The Soldier at the Western Front – The Use of Flamethrower
Source 1: Louis Barthas: Poilu

Louis Barthas, cooper by profession, was drafted in the age of 35 to serve in the French army in August 1914. He served in the rank of NCO in an infantry regiment and described in his memories his personal experiences at the front, among others in the trench warfare at Verdun. His book was published posthumous in 1978 and was one of the first published diaries and collections of letters concerning the First World War.
In the following excerpt Barthas reports about an attack of the German army on the 6th June 1915 in the Second Battle of Artois, a battle with severe loses in northern France.

”But what is this? Has Hell opened up under our feet? Are we right at the rim of a furious volcano? The trench is filled with flames, with sparks, with bitter smoke, the air is unbreathable.

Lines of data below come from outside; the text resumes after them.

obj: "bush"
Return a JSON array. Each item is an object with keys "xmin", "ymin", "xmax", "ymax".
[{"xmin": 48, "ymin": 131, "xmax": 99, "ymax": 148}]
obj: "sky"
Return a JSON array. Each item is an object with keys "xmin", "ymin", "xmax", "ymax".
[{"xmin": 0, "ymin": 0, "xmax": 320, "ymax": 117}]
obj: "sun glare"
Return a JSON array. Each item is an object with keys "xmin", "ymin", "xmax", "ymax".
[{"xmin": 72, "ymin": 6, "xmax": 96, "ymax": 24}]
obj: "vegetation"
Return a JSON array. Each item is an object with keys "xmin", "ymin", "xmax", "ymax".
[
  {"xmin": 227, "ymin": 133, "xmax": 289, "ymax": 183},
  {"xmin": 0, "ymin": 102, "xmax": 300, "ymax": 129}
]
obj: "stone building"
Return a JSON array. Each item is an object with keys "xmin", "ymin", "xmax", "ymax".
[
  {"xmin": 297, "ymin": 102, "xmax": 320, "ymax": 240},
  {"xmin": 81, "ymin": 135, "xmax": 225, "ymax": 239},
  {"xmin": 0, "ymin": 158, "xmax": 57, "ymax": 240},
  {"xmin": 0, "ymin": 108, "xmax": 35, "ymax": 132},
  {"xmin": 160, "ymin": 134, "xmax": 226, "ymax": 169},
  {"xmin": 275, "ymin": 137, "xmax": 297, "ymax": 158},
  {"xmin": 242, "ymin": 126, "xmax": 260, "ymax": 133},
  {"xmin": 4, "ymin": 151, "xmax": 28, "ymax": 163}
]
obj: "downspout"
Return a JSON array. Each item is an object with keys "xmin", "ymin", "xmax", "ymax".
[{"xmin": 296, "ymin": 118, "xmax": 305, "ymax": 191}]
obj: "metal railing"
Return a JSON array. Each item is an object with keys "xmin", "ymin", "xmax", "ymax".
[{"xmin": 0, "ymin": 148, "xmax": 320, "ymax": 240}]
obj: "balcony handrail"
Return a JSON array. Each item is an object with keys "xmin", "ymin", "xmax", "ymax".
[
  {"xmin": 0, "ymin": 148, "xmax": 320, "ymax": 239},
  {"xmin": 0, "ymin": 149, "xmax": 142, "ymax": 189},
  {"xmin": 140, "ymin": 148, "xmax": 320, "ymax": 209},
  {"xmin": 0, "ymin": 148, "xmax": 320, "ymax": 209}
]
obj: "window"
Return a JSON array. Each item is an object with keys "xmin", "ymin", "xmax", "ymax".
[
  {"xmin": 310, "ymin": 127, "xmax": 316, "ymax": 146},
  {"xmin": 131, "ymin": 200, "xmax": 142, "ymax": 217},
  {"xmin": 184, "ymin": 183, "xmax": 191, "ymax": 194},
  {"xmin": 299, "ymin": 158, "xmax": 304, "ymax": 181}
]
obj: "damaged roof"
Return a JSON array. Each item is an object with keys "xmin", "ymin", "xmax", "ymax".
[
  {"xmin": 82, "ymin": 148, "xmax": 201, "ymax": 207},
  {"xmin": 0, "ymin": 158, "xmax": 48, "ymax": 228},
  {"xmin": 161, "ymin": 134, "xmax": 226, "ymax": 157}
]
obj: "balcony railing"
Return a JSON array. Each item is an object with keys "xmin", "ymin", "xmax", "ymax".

I hear hissing, crackling, and alas, yes, the cries of pain. [...] At my feet two miserable creatures are rolling on the ground, their clothes, their hands, their faces on fire – blankets, tent cloths, sandbags. The Germans had just fired some sort of incendiary liquid on us.”

Louis Barthas: Poilu. The World War I Notebooks of Corporal Louis Barthas, Barrelmaker, 1914 – 1918, New Haven 2014, p. 80.